The right choice depends on your specific circumstances, financial goals, and preferences for life after the sale.
Consider A DSO If:
- You want to continue practicing dentistry for 3 to 5+ more years
- You prefer reduced administrative responsibilities with corporate support
- You believe in the DSO's growth trajectory and want equity upside
- Your practice is large enough to attract competitive DSO interest
- You have tolerance for complex deal structures and deferred compensation
- You are comfortable with less clinical autonomy in exchange for higher headline valuation
Consider A Private Buyer If:
- You want to retire or exit dentistry within 1 to 2 years
- You prioritize certainty and cash at closing over maximum possible value
- You want a clean break with minimal ongoing obligations
- You prefer a shorter, simpler transaction process
- You want to preserve your practice culture and legacy with an individual buyer
- Your practice size may not attract strong DSO interest
Questions To Ask Yourself
Before deciding, honestly answer these questions about your priorities.

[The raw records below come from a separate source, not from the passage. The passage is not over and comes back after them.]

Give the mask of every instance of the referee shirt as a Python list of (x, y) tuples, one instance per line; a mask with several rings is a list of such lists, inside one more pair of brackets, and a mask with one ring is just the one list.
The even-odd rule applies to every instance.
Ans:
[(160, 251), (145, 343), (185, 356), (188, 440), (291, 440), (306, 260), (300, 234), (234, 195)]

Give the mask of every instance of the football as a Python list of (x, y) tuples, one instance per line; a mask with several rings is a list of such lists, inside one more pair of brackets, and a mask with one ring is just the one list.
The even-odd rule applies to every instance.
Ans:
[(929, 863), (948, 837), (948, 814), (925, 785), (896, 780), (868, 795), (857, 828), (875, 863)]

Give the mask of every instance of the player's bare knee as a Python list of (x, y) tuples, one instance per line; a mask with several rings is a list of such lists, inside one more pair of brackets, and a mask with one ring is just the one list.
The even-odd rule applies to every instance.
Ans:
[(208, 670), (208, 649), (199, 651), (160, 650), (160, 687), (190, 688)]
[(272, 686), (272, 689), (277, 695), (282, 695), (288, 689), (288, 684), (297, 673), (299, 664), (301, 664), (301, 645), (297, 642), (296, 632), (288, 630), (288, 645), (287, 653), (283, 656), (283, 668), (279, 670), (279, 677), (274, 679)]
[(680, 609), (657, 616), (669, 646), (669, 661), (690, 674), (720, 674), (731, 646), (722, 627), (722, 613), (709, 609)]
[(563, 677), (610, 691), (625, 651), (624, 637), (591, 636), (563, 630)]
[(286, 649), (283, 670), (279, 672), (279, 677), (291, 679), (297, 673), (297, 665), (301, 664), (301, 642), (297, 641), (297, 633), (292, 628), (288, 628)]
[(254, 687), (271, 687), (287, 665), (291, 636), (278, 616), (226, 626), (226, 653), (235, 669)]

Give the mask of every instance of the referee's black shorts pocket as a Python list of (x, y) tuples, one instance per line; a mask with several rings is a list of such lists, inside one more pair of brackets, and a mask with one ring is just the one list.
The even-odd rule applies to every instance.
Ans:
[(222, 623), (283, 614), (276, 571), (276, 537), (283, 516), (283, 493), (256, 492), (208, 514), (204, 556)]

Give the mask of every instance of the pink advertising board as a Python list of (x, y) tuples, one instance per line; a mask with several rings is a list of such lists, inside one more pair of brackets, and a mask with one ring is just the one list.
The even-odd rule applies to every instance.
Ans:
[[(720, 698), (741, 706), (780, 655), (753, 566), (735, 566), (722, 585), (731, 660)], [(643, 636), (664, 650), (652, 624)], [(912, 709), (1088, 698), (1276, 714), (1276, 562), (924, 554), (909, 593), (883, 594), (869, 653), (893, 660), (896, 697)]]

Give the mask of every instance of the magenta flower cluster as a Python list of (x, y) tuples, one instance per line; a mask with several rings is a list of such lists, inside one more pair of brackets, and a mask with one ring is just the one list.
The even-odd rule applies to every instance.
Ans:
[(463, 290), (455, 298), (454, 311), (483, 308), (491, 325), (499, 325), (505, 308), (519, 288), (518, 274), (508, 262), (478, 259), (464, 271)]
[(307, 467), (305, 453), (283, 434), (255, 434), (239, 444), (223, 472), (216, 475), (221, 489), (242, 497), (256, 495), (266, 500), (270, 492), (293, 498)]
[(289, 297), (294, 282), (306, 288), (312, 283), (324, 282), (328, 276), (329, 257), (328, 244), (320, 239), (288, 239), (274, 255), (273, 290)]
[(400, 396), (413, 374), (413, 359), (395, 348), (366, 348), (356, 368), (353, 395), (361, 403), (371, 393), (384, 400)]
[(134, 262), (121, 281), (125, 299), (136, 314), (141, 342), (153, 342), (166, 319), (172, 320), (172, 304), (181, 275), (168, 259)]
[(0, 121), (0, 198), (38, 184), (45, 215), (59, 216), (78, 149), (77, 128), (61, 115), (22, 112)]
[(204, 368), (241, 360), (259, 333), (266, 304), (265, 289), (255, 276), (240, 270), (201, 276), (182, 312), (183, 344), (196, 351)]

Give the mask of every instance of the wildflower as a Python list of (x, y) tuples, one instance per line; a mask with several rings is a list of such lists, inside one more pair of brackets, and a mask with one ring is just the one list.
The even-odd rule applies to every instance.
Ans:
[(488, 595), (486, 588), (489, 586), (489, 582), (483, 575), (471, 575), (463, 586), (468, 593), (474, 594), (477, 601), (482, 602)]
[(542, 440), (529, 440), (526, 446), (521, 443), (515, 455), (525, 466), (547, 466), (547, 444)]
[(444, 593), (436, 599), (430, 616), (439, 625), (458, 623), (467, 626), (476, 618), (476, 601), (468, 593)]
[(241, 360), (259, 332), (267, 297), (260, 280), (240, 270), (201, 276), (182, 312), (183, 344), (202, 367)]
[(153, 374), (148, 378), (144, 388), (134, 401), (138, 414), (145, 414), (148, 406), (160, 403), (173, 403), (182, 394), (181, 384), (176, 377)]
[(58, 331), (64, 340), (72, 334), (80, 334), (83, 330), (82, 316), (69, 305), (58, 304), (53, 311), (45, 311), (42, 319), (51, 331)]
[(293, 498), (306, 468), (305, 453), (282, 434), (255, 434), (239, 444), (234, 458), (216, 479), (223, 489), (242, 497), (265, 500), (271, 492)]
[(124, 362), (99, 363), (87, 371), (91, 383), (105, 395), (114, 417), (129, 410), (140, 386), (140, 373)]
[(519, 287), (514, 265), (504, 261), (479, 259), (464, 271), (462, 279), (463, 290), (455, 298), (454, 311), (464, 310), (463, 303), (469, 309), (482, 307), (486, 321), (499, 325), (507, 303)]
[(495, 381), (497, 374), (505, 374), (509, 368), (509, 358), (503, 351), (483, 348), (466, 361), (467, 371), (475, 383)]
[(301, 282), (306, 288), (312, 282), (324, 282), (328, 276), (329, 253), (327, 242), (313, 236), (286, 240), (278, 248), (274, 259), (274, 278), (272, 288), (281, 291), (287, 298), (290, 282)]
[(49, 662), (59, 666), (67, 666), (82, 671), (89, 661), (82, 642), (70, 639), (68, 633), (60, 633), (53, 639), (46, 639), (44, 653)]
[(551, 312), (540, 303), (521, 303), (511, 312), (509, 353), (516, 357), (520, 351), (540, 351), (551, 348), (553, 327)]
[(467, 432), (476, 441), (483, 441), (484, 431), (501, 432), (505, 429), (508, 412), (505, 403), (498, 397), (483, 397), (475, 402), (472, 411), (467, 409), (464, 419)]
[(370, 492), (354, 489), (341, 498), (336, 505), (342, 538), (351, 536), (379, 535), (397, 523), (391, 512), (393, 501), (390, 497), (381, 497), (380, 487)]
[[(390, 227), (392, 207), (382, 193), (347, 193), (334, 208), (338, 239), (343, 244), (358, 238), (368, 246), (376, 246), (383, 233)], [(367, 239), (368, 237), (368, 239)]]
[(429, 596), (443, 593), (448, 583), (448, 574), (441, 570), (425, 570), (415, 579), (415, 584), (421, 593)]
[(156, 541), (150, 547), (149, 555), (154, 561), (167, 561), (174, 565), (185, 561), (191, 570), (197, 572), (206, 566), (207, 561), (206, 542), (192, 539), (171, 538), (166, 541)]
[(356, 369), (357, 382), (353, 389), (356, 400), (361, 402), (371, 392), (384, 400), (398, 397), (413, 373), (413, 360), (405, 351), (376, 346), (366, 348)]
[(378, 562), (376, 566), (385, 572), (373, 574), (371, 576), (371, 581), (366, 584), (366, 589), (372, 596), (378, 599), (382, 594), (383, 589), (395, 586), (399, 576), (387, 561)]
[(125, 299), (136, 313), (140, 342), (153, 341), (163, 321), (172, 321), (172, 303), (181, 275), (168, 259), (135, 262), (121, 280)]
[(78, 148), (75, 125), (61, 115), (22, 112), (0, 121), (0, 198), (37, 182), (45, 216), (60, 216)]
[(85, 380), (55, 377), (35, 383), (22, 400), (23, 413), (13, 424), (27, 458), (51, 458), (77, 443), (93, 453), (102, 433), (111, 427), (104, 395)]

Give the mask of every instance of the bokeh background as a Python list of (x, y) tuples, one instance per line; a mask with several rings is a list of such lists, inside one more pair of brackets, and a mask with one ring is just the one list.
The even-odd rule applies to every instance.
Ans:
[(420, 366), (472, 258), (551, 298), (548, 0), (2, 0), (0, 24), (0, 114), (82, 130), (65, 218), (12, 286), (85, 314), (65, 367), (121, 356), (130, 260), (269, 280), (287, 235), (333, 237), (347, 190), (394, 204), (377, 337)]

How important is maximum cash at closing? If you need liquidity now for retirement, debt payoff, or other investments, a private buyer's all cash offer may serve you better than a DSO's higher total value spread across earnouts and illiquid equity.
How long do you want to keep working? DSOs require multi year employment commitments. If you want out sooner, a private buyer with a 12 month transition offers more flexibility.
How do you feel about corporate dental medicine? Working for a DSO means adapting to their systems, policies, and culture. Some dentists thrive in this environment while others find it stifling.
What is your risk tolerance? Earnouts can be manipulated. Equity can lose value. If you are risk averse, the certainty of a private buyer's cash offer may let you sleep better at night even if the total amount is lower.